Currently cooking out of Whole Grains Every Day, Every Way by Lorna Sass.
Over the past year, Bryan and I have become flank steak aficionados. We tend to eat it at least several times a month. It takes well to marinades or rubs, cooks up in a flash and is delicious cooked on the grill, the stovetop or under the broiler. And I always have a bag of brown rice in the cupboard. In fact, except for the meat, I had everything in the house needed for this recipe.
The brown rice salad consists of brown rice (duh!), cucumber and carrots with a dressing of peanut butter, rice vinegar, soy sauce and sesame oil. At first, I was afraid the peanut butter would be overpowering, but it wasn’t. In fact, we could hardly taste it. The dressing needed a little more acidity, so next time, I’ll up either the rice vinegar or add some lemon juice to it.

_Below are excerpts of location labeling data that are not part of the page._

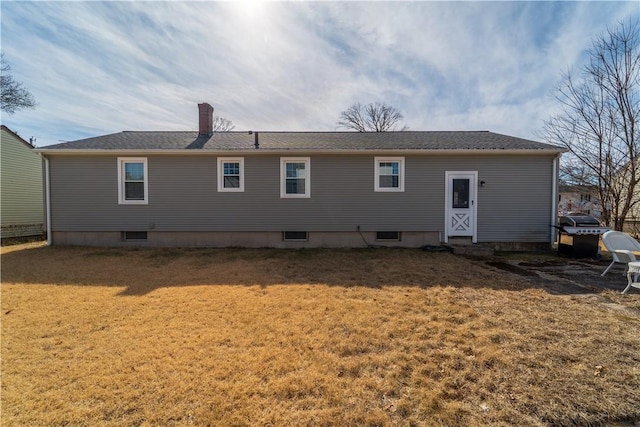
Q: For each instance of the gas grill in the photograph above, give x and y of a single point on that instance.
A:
(579, 236)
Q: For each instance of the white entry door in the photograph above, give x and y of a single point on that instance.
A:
(460, 212)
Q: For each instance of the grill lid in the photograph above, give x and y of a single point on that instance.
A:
(578, 221)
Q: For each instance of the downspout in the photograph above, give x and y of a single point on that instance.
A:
(47, 186)
(554, 199)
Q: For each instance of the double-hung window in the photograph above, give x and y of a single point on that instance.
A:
(133, 181)
(295, 177)
(231, 174)
(389, 174)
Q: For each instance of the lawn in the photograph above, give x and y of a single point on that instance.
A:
(110, 337)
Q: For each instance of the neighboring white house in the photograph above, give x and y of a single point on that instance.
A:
(21, 187)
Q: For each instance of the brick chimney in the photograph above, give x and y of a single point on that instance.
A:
(205, 119)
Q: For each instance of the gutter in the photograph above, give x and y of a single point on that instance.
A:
(284, 151)
(554, 198)
(47, 186)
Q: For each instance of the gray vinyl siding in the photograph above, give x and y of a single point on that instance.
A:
(21, 180)
(515, 205)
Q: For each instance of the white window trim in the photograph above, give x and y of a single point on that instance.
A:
(221, 162)
(121, 162)
(376, 183)
(283, 177)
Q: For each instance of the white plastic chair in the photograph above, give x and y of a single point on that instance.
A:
(621, 246)
(632, 276)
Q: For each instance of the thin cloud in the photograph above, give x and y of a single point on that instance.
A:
(102, 67)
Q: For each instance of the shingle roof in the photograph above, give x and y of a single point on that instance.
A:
(306, 141)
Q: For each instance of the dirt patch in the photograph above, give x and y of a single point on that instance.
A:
(511, 268)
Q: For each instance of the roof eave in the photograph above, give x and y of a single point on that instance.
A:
(254, 151)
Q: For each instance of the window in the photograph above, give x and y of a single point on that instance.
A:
(132, 181)
(388, 235)
(295, 177)
(231, 174)
(295, 236)
(389, 174)
(137, 236)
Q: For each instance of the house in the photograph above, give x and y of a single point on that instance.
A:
(21, 187)
(301, 189)
(579, 198)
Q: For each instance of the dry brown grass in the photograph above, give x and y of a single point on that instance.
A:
(311, 337)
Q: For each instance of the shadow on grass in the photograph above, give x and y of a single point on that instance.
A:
(141, 270)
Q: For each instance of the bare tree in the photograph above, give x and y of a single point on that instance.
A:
(220, 124)
(13, 95)
(599, 124)
(373, 117)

The flank steak was delicious, although the marinade was pretty tame. It added a little bit of flavor, but not a whole lot. I marinated the meat for about 6 hours, so next time I’ll try marinating it overnight.
Unfortunately, the pictures don’t do the dish justice. It was delicious and healthy and something I’ll definitely make again.
I love flank steak. It makes great fajitas! I’ll have to try it marinated for a change. I love rice and I love PNB, but together? I must admit that sounds strange but since I love them both, that might be worth a try.
Did you know that there’s a bill in Washington to outlaw cucumbers? Yeah, I’m working really hard on that. If it gets passed, I’m sorry, but you’ll have to rewrite your recipe. (Cucumbers are the evil veggies that turn into pickles. Why do people eat things that smell that bad???)